When you were a kid, your mum could do no wrong. She was the most beautiful, cleverest and kindest woman in the world, and she would NEVER lie to you. Newsflash! She did. All the time. In her defence, she probably didn’t bother with fact-checking. These scary statements kept you in line, so she ran with them.
Here are 11 porky pies she told you that you probably still believe.

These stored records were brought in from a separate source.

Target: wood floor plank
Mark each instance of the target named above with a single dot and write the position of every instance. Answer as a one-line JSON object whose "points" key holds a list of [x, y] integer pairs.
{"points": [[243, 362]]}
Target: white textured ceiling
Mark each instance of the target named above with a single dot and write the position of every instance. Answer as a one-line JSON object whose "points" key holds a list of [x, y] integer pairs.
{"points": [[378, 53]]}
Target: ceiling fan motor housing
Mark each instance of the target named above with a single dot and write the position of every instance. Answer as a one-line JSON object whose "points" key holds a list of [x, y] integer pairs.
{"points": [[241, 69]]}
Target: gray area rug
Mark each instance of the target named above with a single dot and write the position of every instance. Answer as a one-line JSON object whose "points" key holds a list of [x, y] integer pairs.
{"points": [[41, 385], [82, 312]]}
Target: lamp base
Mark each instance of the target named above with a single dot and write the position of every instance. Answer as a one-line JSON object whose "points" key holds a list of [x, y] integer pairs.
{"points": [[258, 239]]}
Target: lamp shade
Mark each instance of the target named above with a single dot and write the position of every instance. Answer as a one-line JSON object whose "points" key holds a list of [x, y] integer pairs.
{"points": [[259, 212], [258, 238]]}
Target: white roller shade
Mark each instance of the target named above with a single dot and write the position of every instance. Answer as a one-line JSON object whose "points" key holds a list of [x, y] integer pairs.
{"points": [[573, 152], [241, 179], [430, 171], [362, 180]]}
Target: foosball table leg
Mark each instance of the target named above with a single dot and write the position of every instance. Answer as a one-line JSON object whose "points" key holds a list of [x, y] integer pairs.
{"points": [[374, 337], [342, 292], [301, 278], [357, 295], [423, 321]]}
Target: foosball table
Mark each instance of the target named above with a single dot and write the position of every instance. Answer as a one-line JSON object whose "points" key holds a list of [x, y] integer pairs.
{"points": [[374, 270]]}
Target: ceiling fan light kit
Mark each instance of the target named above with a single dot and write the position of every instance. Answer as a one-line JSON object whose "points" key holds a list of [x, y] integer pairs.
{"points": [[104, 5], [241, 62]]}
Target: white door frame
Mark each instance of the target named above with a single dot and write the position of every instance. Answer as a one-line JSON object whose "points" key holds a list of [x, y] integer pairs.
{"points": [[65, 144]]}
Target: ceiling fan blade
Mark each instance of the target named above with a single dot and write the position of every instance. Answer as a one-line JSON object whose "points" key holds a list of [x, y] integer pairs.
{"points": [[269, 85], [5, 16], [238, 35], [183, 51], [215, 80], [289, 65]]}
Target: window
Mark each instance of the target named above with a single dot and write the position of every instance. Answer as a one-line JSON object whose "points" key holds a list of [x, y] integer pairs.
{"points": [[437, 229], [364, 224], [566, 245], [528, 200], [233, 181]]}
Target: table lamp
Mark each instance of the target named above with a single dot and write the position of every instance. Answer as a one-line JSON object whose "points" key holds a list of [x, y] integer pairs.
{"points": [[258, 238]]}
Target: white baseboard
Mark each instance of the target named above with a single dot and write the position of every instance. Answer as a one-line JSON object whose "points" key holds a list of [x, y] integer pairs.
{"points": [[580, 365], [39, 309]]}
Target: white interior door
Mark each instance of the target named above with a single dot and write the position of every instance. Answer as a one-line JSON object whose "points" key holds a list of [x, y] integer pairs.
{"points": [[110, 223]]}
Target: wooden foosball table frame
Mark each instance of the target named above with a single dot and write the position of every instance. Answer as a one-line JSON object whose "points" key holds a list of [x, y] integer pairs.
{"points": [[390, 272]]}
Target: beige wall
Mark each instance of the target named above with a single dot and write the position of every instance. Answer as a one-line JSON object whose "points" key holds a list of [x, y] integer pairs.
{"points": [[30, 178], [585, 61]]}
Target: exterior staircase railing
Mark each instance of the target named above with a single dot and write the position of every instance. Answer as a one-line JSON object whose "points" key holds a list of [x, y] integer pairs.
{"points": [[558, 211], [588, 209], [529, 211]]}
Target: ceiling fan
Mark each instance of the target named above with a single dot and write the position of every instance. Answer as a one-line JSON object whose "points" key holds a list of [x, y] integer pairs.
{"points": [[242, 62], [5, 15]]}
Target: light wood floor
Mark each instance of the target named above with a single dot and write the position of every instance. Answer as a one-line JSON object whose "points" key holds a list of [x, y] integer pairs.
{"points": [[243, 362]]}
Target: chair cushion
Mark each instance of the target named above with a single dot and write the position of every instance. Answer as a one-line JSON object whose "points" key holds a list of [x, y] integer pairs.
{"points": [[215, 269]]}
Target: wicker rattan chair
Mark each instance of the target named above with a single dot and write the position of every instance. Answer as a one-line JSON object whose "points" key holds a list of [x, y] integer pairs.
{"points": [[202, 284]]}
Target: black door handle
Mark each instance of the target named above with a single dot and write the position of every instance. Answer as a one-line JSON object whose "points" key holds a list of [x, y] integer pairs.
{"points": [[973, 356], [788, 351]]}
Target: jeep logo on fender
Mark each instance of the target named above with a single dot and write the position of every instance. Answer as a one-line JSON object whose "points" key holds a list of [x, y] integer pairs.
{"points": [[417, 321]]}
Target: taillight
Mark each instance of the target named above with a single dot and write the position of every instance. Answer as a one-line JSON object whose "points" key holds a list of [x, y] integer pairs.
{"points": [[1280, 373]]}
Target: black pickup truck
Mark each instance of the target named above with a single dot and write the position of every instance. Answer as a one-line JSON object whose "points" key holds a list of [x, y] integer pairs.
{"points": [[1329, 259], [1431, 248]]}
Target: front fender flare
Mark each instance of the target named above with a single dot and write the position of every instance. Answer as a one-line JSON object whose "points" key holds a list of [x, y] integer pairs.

1. Sitting too close to the TV will damage your eyesight
Nope. According to the docs at WebMD, sitting with your nose up against the screen might give you a headache but it won’t affect your vision. Kids who sit too close to the TV could be doing it because they don’t see clearly, so an eye test might be in order.
2. If you go outside with wet hair in winter, you’ll catch a cold
“Yeah, nah,” says an infectious diseases physician (I may have paraphrased slightly). We tend to get sick more often in winter because we congregate indoors and sneeze all over each other and exchange cold and flu viruses. Wet hair has nothing to do with it.
3. Chewing gum takes seven years to digest
Don’t think so, Mum. Icky sticky ooey gooey bubblegum might make your hands stick to your knees, but it won’t stay in your stomach. Chewing gum comes right out in your poop at the same speed as everything else you swallow.
4. You have to wait an hour after eating to swim
Nunh-unh. The idea was that because blood flow was diverted to the stomach to help you digest your food, your arms and legs were left in a weakened state and you were more likely to get fatigued and drown. An alternative version of the myth was that a killer stomach cramp would render you unable to swim. According to a Mayo Clinic doc, while it’s true that you could get a cramp, it’s hardly life-threatening. Plunge forth with abandon.
5. Stop crossing your eyes or they’ll get stuck like that
As if. Have you ever met a single person who told you their eyes were crossed because they were making faces at their little brother one day and a big gust of wind swept by and they stayed that way? An ophthalmologist says no way. You have to wonder how we ever believed this one.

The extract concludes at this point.